# Visual Basic HELP



## dcf-joe (Mar 5, 2008)

I use VB 2008 Express Edition, and I cannot get my multiple form application to work correctly. I am trying to get frmNext to show up after frmInput is done. So, in frmInput's button click event, I type in strName = TextBox1.Text, frmNext.Show(), and Unload frmInput. Unload does not work in vb 2008 anymore I guess, because it gave me an error. So, I typed in Me.Close(), which closes the application altogether. So, I decided to go into frmNext's form load event and type in Me.Text = strName and frmInput.Close(), which causes the entire program to close.
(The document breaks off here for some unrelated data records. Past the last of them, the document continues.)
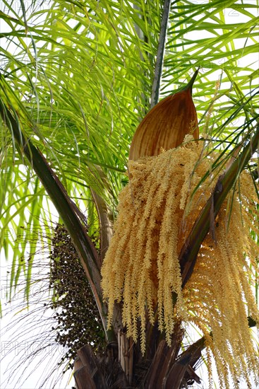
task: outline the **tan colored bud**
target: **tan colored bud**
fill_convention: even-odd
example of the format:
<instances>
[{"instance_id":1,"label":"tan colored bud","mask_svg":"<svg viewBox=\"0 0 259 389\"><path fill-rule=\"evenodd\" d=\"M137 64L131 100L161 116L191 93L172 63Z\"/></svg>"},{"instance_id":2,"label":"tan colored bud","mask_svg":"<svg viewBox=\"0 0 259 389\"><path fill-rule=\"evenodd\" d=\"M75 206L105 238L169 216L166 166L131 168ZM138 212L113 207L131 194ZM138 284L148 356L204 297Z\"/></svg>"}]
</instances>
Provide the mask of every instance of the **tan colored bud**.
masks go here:
<instances>
[{"instance_id":1,"label":"tan colored bud","mask_svg":"<svg viewBox=\"0 0 259 389\"><path fill-rule=\"evenodd\" d=\"M159 101L138 127L132 139L129 159L157 156L182 144L187 134L199 137L196 110L191 90L198 69L188 84L179 92Z\"/></svg>"}]
</instances>

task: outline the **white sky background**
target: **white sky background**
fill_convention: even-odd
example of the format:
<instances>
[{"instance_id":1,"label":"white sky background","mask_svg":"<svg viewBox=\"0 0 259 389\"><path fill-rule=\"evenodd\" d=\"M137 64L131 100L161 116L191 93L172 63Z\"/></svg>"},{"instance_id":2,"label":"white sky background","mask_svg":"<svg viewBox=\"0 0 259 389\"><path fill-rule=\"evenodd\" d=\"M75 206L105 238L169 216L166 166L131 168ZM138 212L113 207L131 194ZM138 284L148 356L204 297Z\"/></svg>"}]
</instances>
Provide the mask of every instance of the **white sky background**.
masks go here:
<instances>
[{"instance_id":1,"label":"white sky background","mask_svg":"<svg viewBox=\"0 0 259 389\"><path fill-rule=\"evenodd\" d=\"M28 6L28 5L30 4L30 1L25 1L25 8L26 6ZM193 1L193 4L199 4L203 3L203 4L207 4L208 1L198 1L198 0ZM256 0L250 0L249 4L256 4L257 1ZM11 0L9 0L8 4L11 3ZM39 0L38 1L39 6L42 3L42 0ZM19 0L14 0L13 1L13 6L16 7L16 9L18 11L20 7L20 1ZM6 11L5 10L5 5L2 0L0 0L0 11ZM226 23L239 23L240 21L246 21L245 16L243 15L240 15L237 11L233 11L230 9L226 8L224 10L224 16L226 19ZM9 28L8 26L3 22L3 21L0 20L0 33L1 32L6 32L6 30L8 30ZM186 37L189 37L193 40L195 39L200 39L200 38L204 38L204 32L201 31L200 33L195 33L195 35L193 36L193 33L189 33L186 35ZM2 43L2 42L1 42ZM236 42L236 47L243 47L243 42L241 42L241 40L239 42ZM14 47L14 46L13 46ZM10 50L10 47L9 49ZM15 49L13 49L15 50ZM247 64L248 58L246 57L246 64ZM1 59L0 59L1 62ZM254 62L254 67L255 69L258 69L258 57L255 54L251 54L251 61L249 59L249 62ZM202 69L201 71L202 71ZM220 71L219 71L219 76L220 74ZM215 74L213 75L215 77ZM56 213L54 209L52 210L53 211L54 215ZM11 312L7 314L4 317L3 319L0 320L0 331L1 334L1 364L0 364L0 389L36 389L39 387L39 382L40 383L41 378L42 377L42 373L47 372L47 369L50 367L54 367L55 364L56 363L56 361L60 357L60 356L63 353L63 350L59 349L58 350L54 349L52 347L49 347L47 348L47 352L44 354L42 354L37 358L35 358L35 360L33 361L33 363L31 363L30 365L30 367L25 372L25 374L24 376L24 378L25 378L25 381L23 382L23 381L20 381L15 387L14 387L14 383L17 381L18 377L19 374L21 374L23 367L22 366L21 368L18 371L16 370L17 368L17 361L19 360L22 360L23 358L26 356L26 355L28 355L31 354L31 352L35 349L35 344L33 344L33 342L32 340L32 337L33 336L37 336L39 333L39 328L37 327L37 323L33 324L33 323L31 323L31 320L29 318L27 321L27 325L25 325L23 322L20 322L20 323L18 323L17 325L13 325L13 327L11 328L11 331L8 332L4 332L3 330L6 326L8 324L8 323L13 321L16 318L22 318L24 316L24 313L21 312L20 313L16 315L16 316L13 316L14 313L17 313L19 309L20 309L20 305L19 305L21 302L21 300L23 296L23 291L20 291L18 292L18 299L16 300L16 302L14 301L12 305L4 305L4 299L5 298L5 293L6 290L6 278L7 278L7 270L8 270L8 266L11 262L11 258L7 259L6 261L4 260L5 258L2 257L1 258L1 262L0 262L0 281L1 281L1 298L3 302L3 310L5 310L5 309L9 309L9 307L11 308ZM35 259L35 263L37 263L37 260L40 260L40 257ZM40 294L38 294L38 296L40 298L40 304L42 303L42 301L44 301L46 297L47 298L47 294L46 294L46 292L44 292L40 289L40 286L37 285L36 286L39 289ZM35 291L35 289L33 289L33 287L31 288L30 295L32 296L33 291ZM36 294L36 298L37 298L37 294ZM35 302L35 300L32 298L32 301ZM22 305L22 306L24 306ZM31 309L34 309L37 306L35 304L32 304ZM49 315L51 315L52 313L52 311L51 312L47 312L46 313L46 317L47 317ZM42 314L42 313L40 313ZM37 315L35 318L37 317ZM42 321L44 320L44 318L42 318ZM47 321L46 323L48 322ZM28 333L26 334L26 325L28 327ZM16 337L17 336L17 333L20 330L20 326L23 326L23 328L25 330L25 335L23 337L20 337L16 339ZM41 331L42 331L43 329L41 329ZM11 335L12 334L12 335ZM28 336L29 335L29 336ZM195 334L195 337L198 339L200 336L198 334ZM42 337L41 337L40 339L43 339ZM44 342L47 343L47 339L45 339ZM2 359L2 357L8 353L8 354ZM39 364L39 361L43 358L44 359L44 362L41 363L40 366L37 368L37 365ZM6 367L9 365L9 366L12 366L12 364L13 367L11 367L11 371L5 373L5 370ZM68 374L65 374L64 379L59 381L59 384L56 385L54 386L55 389L66 389L66 388L71 388L72 386L74 385L73 379L71 381L70 383L68 385L66 385L68 380L69 380L69 378L71 376L71 371L69 371L69 373ZM206 385L205 382L205 377L207 375L206 373L206 368L203 365L202 367L202 371L200 371L199 374L199 371L197 371L197 373L203 378L203 383L197 386L193 386L193 388L203 388L204 389L206 389L207 388L207 385ZM15 377L15 379L13 381L10 383L9 384L6 383L6 378L8 378L8 376L11 374L13 376ZM27 376L29 375L29 376L27 378ZM40 380L40 381L39 381ZM49 386L44 386L44 389L49 389ZM218 385L215 383L215 388L217 389L219 389ZM255 388L255 387L254 387ZM242 384L241 383L240 389L246 389L246 386L242 386Z\"/></svg>"}]
</instances>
I need help getting frmNext to show up and frmInput to close down.


----------



## ShadowFold (Mar 5, 2008)

Ah im not that great yet but could you post the whole code? I could probly help ive been using it for a few years now.


----------



## dcf-joe (Mar 5, 2008)

Option Explicit On
Module Module1
    Public strName As String
End Module

Option Explicit On
Public Class frmInput

    Private Sub Button1_Click(ByVal sender As System.Object, ByVal e As System.EventArgs) Handles Button1.Click
        strName = TextBox1.Text
        frmNext.Show()
        Me.Close()

    End Sub
End Class

Option Explicit On
Public Class frmNext

    Private Sub frmNext_Load(ByVal sender As System.Object, ByVal e As System.EventArgs) Handles MyBase.Load
        Me.Text = strName
    End Sub
End Class


----------



## Kreij (Mar 5, 2008)

Create a module with a Sub "Main"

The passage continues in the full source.